Duration and decay of Arctic stratospheric vortex events in the ECMWF seasonal forecast model

Abstract

Previous studies have documented extreme stratospheric polar vortex events, but the factors governing their duration have received little attention. Here, we investigate weak and strong stratospheric polar vortex events simulated in ensemble reforecasts for the Northern Hemisphere winter with the seasonal forecast model (System 4) of the European Centre for Medium‐Range Weather Forecasting, in comparison with the European Reanalysis Interim dataset. The individual strong and weak vortex events are classified into short and long events. A composite analysis is conducted for each of the four categories of events with respect to their initial or end days. We examine the characteristics of each category in the forecast model and reanalyses, including anomalous zonal‐mean zonal winds, heat and wave‐activity fluxes, lower‐tropospheric temperature and surface pressure, as well as the synoptic evolution of upper‐tropospheric anomalies during the precursory and decaying stages.
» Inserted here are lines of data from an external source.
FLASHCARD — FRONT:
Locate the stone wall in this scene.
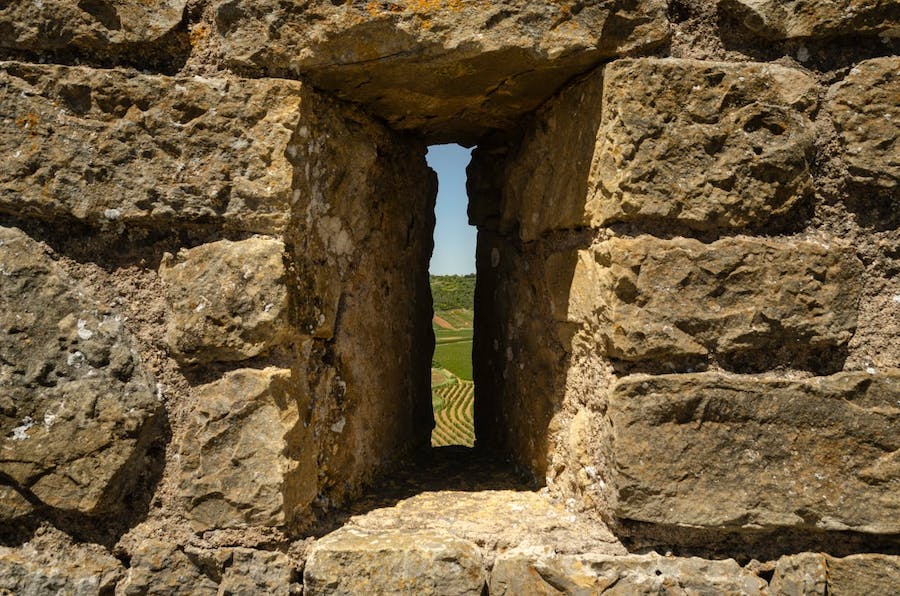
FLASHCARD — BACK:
[469,28,900,557]
[0,0,900,594]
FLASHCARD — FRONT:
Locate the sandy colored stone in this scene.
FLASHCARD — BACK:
[718,0,900,39]
[0,62,308,232]
[219,548,302,596]
[303,528,485,596]
[159,238,289,364]
[572,236,863,361]
[825,554,900,594]
[467,69,603,242]
[490,548,768,596]
[116,539,219,596]
[771,553,828,596]
[0,228,162,519]
[771,553,900,596]
[587,58,818,230]
[0,537,125,596]
[472,230,577,482]
[0,0,187,53]
[284,84,437,508]
[179,368,317,531]
[347,490,626,564]
[828,56,900,192]
[609,370,900,534]
[206,0,668,142]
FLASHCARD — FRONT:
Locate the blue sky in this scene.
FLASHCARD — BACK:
[426,145,476,275]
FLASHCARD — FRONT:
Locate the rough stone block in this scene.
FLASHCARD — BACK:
[771,553,900,596]
[609,370,900,534]
[219,548,302,596]
[0,62,308,233]
[718,0,900,40]
[211,0,668,142]
[490,548,767,596]
[0,0,187,54]
[576,236,863,362]
[0,540,125,596]
[828,55,900,191]
[116,539,302,596]
[304,527,485,596]
[179,368,317,531]
[466,70,603,242]
[587,58,817,230]
[116,539,218,596]
[159,238,289,364]
[0,228,162,520]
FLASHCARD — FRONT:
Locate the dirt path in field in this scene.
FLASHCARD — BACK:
[432,315,455,329]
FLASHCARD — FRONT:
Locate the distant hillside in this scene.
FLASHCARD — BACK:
[431,273,475,312]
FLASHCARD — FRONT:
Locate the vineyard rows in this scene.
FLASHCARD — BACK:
[431,381,475,447]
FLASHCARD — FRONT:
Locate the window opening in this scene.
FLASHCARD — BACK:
[427,145,477,447]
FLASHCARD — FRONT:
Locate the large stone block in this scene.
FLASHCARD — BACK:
[0,0,187,54]
[0,539,125,596]
[0,228,163,520]
[587,58,818,230]
[572,236,863,362]
[0,62,312,232]
[718,0,900,40]
[466,69,603,242]
[303,527,485,596]
[159,238,289,364]
[206,0,668,142]
[609,371,900,534]
[771,553,900,596]
[490,548,768,596]
[828,57,900,192]
[116,539,218,596]
[116,539,302,596]
[179,368,317,531]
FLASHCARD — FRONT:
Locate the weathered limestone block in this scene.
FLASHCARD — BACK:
[771,553,900,596]
[179,368,317,531]
[609,370,900,534]
[587,58,817,230]
[206,0,668,142]
[490,548,768,596]
[284,82,437,507]
[0,540,125,596]
[828,56,900,190]
[116,539,302,596]
[473,230,577,480]
[116,539,218,596]
[219,548,302,596]
[0,62,316,233]
[0,228,162,520]
[718,0,900,40]
[467,69,603,242]
[303,527,485,596]
[159,238,289,364]
[576,236,863,361]
[0,0,187,53]
[771,553,828,596]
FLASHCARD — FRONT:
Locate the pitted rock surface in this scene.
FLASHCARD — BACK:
[159,237,289,364]
[610,370,900,534]
[0,228,163,520]
[0,0,187,55]
[206,0,668,143]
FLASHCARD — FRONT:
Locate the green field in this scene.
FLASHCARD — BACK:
[431,381,475,447]
[431,275,475,447]
[432,337,472,381]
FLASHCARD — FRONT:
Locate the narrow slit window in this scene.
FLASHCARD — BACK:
[427,145,476,447]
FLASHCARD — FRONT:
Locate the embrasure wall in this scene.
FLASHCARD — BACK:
[0,0,900,594]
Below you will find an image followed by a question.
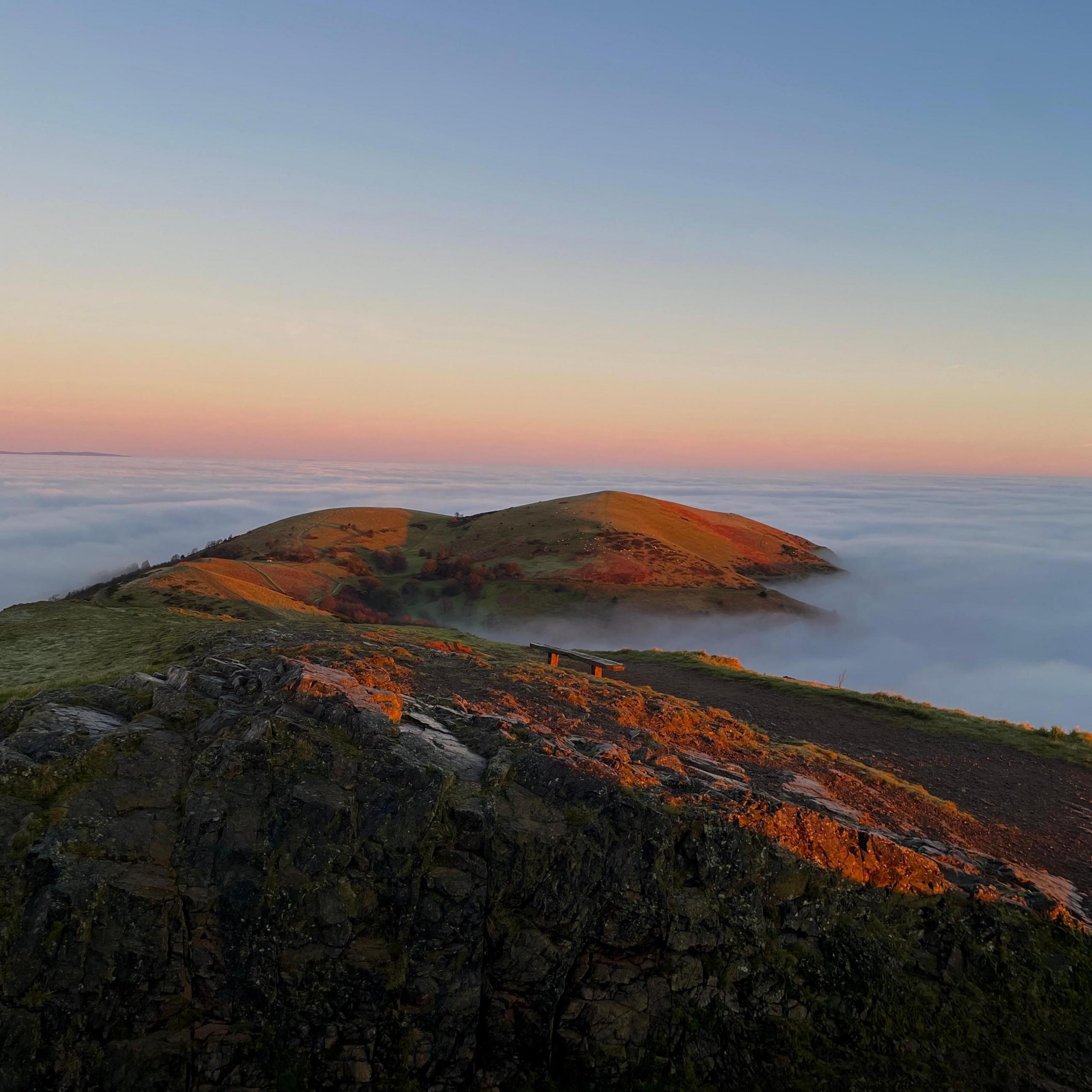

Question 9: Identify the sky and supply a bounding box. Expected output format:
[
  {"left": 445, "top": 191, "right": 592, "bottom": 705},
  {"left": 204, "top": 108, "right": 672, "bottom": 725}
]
[{"left": 0, "top": 0, "right": 1092, "bottom": 475}]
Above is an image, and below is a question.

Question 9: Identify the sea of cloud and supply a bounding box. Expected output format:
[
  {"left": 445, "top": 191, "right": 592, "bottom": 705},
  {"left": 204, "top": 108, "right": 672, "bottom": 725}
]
[{"left": 0, "top": 456, "right": 1092, "bottom": 729}]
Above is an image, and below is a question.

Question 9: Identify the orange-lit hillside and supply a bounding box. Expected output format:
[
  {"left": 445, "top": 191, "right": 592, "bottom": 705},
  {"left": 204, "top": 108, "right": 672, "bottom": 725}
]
[{"left": 110, "top": 491, "right": 834, "bottom": 622}]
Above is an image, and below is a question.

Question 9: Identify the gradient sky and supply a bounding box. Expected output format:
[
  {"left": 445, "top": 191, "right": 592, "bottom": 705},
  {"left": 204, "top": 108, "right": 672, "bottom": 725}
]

The main findings are: (a) the forecast System 4 is found to produce both short and long anomalous vortex events in comparable amplitude to the reanalyses, but the polar zonal wind anomalies are more persistent, for each of the four categories considered; (b) short events penetrate as deep as the long events right at their onset, but they rapidly decay under a wave forcing that is less sustained than in the long events; (c) subtle differences in the synoptic evolution of blocking Highs and Lows over both oceanic basins or over Northern Eurasia or America appear to condition the duration of the forcing; and (d) during such short events, characteristic surface or lower‐tropospheric signatures of the annular mode paradigm arising from the downward stratospheric influence are not allowed sufficient time to develop.